C’est précisément pour répondre à cette urgence environnementale que la loi AGEC a été adoptée par l’Assemblée nationale. Entrée en vigueur le 10 février 2020, la loi Anti Gaspillage pour une Économie Circulaire s’inscrit alors dans la continuité de la Charte de l’environnement de 2004 et une stratégie nationale de transition écologique. Son ambition est claire : mettre fin au modèle “produire-consommer-jeter” pour bâtir une économie circulaire. Et ce, via la stratégie des 3R — Réduction des déchets, Réemploi, Recyclage — qui guide l’ensemble des mesures de la loi.
Les objectifs sont alors :
- Environnementaux : réduction des émissions de gaz à effet de serre, préservation de la biodiversité…
- Économiques : stimulation de l’innovation, renforcement de la compétitivité des entreprises engagées, développement de nouveaux modèles économiques…
- Sociaux : création d’emplois, inclusion via les filières du réemploi solidaire…

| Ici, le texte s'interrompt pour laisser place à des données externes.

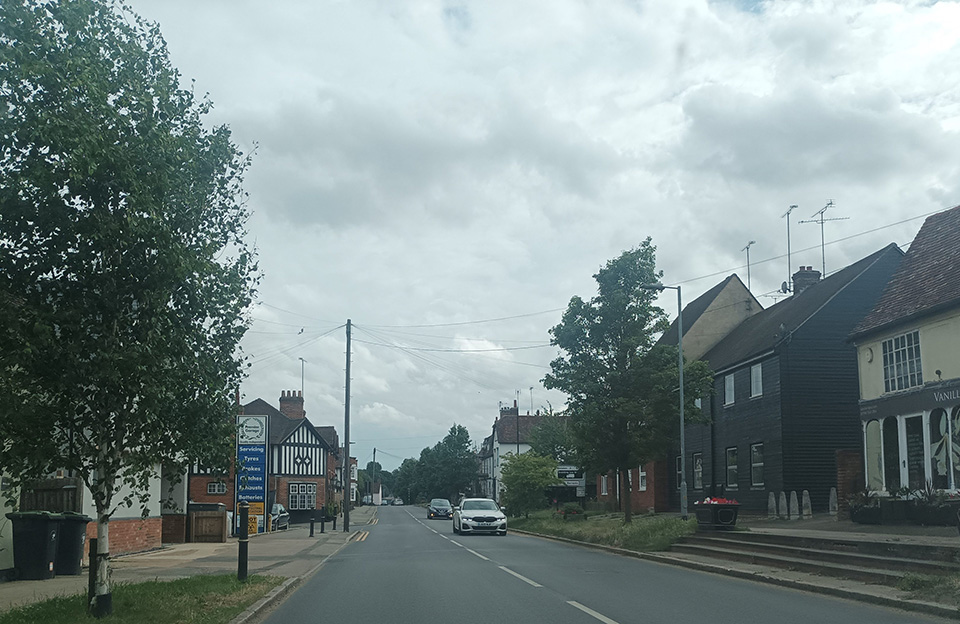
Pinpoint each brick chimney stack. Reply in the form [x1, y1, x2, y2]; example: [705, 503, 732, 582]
[793, 266, 820, 296]
[280, 390, 307, 420]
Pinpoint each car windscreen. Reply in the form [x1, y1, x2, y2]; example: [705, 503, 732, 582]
[463, 501, 498, 511]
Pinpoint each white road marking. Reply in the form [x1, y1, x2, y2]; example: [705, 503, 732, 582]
[467, 548, 490, 561]
[499, 566, 543, 587]
[567, 600, 619, 624]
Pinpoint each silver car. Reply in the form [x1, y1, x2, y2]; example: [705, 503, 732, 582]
[453, 498, 507, 535]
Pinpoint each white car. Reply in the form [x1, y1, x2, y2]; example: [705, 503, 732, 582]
[453, 498, 507, 535]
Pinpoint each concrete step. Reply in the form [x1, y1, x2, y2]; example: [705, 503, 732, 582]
[670, 542, 907, 586]
[684, 534, 960, 574]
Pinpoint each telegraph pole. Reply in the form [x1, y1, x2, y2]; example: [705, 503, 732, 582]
[343, 319, 353, 533]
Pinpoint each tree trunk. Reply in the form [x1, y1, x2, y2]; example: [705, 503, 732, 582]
[620, 469, 633, 523]
[90, 509, 113, 618]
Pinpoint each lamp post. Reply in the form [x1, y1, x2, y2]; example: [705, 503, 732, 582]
[641, 282, 687, 520]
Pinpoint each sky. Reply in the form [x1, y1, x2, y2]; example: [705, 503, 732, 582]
[130, 0, 960, 470]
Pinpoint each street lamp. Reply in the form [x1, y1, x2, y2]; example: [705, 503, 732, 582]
[640, 282, 687, 520]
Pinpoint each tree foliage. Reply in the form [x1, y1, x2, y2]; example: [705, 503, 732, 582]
[0, 0, 258, 612]
[501, 452, 563, 517]
[544, 238, 709, 522]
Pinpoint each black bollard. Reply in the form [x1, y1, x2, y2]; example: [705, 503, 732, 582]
[237, 501, 250, 581]
[87, 537, 97, 614]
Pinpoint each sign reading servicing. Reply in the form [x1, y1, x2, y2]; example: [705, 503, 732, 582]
[237, 415, 267, 530]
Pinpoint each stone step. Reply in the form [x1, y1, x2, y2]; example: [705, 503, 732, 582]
[684, 534, 960, 574]
[670, 542, 907, 586]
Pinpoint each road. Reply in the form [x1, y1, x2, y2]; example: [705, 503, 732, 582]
[264, 506, 950, 624]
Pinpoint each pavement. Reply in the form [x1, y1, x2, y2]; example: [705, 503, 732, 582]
[0, 506, 960, 624]
[0, 506, 377, 624]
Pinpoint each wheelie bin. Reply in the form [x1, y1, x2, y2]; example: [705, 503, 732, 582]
[7, 511, 61, 581]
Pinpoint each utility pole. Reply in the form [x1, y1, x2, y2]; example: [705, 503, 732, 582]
[343, 319, 353, 533]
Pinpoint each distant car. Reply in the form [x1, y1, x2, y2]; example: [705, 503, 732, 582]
[453, 498, 507, 535]
[427, 498, 453, 520]
[270, 503, 290, 531]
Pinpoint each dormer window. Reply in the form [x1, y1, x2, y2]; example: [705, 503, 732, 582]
[883, 331, 923, 392]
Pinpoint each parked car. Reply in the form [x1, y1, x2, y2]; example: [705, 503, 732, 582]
[427, 498, 453, 520]
[453, 498, 507, 535]
[270, 503, 290, 531]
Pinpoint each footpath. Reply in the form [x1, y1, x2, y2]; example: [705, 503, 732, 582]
[0, 506, 376, 624]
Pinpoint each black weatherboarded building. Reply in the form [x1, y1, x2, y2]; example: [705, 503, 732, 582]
[684, 244, 903, 512]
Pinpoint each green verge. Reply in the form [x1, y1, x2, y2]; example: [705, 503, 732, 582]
[0, 574, 284, 624]
[510, 509, 697, 552]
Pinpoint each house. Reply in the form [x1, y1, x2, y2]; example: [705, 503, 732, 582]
[479, 401, 543, 502]
[847, 206, 960, 493]
[688, 244, 903, 512]
[189, 390, 337, 523]
[597, 274, 763, 512]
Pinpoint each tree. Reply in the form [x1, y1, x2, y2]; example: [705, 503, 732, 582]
[501, 452, 563, 517]
[0, 0, 259, 616]
[530, 407, 579, 465]
[544, 238, 710, 522]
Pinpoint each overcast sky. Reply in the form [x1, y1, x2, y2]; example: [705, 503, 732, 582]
[131, 0, 960, 469]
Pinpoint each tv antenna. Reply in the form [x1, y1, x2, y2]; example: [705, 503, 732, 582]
[780, 204, 797, 294]
[740, 241, 757, 290]
[800, 199, 850, 277]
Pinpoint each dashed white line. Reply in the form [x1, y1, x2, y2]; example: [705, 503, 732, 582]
[498, 566, 543, 587]
[567, 600, 619, 624]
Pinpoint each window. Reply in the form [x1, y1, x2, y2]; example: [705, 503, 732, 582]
[693, 453, 703, 490]
[750, 444, 763, 485]
[883, 331, 923, 392]
[726, 446, 740, 489]
[750, 364, 763, 397]
[287, 483, 317, 510]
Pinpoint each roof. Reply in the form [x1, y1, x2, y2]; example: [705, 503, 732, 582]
[853, 206, 960, 336]
[493, 410, 543, 444]
[703, 243, 903, 371]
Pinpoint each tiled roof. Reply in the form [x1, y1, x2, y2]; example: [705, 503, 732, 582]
[703, 243, 903, 371]
[853, 206, 960, 336]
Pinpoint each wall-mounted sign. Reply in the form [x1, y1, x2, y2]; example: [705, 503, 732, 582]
[236, 415, 269, 532]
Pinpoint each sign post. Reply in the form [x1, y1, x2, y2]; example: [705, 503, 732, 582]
[235, 415, 269, 534]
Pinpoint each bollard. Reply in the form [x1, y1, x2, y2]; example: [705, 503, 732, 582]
[237, 501, 250, 581]
[87, 537, 97, 613]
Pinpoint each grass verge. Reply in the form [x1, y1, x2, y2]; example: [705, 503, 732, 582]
[510, 509, 697, 552]
[0, 574, 284, 624]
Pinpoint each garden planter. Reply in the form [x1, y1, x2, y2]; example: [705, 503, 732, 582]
[693, 503, 740, 531]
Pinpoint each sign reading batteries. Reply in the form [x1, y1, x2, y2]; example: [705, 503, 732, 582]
[237, 415, 269, 533]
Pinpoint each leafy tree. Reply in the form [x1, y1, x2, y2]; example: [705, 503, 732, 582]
[544, 238, 710, 522]
[502, 452, 563, 516]
[530, 407, 578, 464]
[0, 0, 258, 615]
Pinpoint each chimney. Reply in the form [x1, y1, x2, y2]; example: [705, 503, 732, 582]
[280, 390, 307, 420]
[793, 266, 820, 296]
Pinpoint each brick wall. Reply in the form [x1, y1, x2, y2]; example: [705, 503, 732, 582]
[836, 451, 866, 518]
[84, 517, 163, 560]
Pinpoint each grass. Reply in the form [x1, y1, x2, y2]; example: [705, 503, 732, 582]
[510, 509, 697, 552]
[0, 574, 283, 624]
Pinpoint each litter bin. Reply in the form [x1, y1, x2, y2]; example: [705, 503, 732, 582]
[7, 511, 62, 581]
[53, 511, 93, 575]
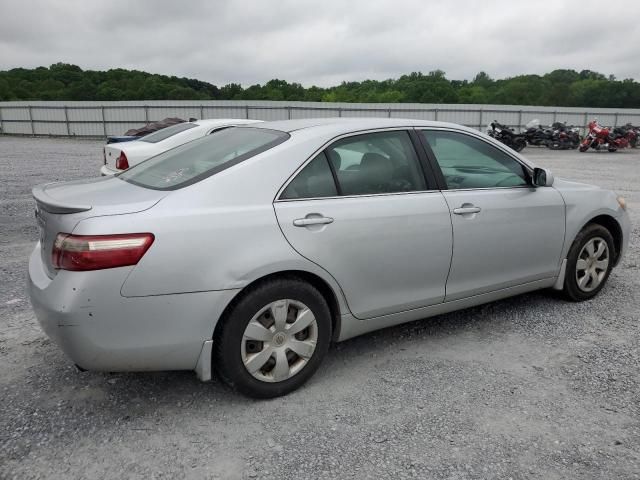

En résumé, la loi AGEC n’est pas qu’un ensemble de mesures techniques : c’est une réponse systémique à une crise systémique. Elle ouvre la voie à une transformation profonde de notre économie et de nos comportements, en faveur d’un avenir plus sobre, plus juste et plus durable.
5 axes principaux de la loi AGEC
1- Sortir du plastique jetable
Le plastique à usage unique incarne l’absurdité du modèle jetable : produit en quelques minutes, utilisé en quelques secondes, dégradé en plusieurs siècles… Pour en finir avec cette aberration environnementale, la loi AGEC engage une stratégie de sortie progressive, avec un cap clair : atteindre zéro plastique à usage unique d’ici 2040.
Des interdictions sont déjà en place depuis le 1er janvier 2021 : pailles, couverts, tiges de ballon, confettis, jouets offerts dans les menus enfants, etc. Autant d’objets du quotidien qui doivent désormais être remplacés par des alternatives réutilisables, et donc durables.
En parallèle, la responsabilité élargie des producteurs (REP) est renforcée. Cela signifie que les producteurs importateurs doivent prendre en charge la gestion des déchets issus des produits qu’ils mettent sur le marché. Cela s’applique notamment à la collecte, au tri, au recyclage ou au réemploi. Une avancée majeure vers le principe pollueur-payeur.
2- Mieux informer le consommateur
Choisir de manière éclairée suppose d’être bien informé. C’est pourquoi la loi AGEC impose une transparence accrue sur l’impact environnemental des produits, avec plusieurs dispositifs phares :
- Affichage environnemental obligatoire (éco-score, impact carbone, etc.)
- Indice de réparabilité, visible en magasin et en ligne, pour inciter à réparer plutôt qu’à remplacer
- Consignes de tri claires
- Transparence sur les substances dangereuses (perturbateurs endocriniens)
L’objectif : replacer le consommateur au cœur de la transition, non pas en culpabilisant, mais en lui donnant les moyens d’agir positivement à chaque achat.
3- Lutter contre le gaspillage et favoriser le réemploi solidaire
Chaque année, des millions de produits neufs sont détruits faute d’avoir trouvé preneur. Cette logique du gaspillage organisé est désormais illégale. La loi AGEC interdit, en effet, la destruction des invendus non alimentaires, qu’il s’agisse de vêtements, d’équipements électriques et électroniques, de produits d’hygiène… Tout ce qui est encore fonctionnel doit être donné, réutilisé, réemployé ou recyclé.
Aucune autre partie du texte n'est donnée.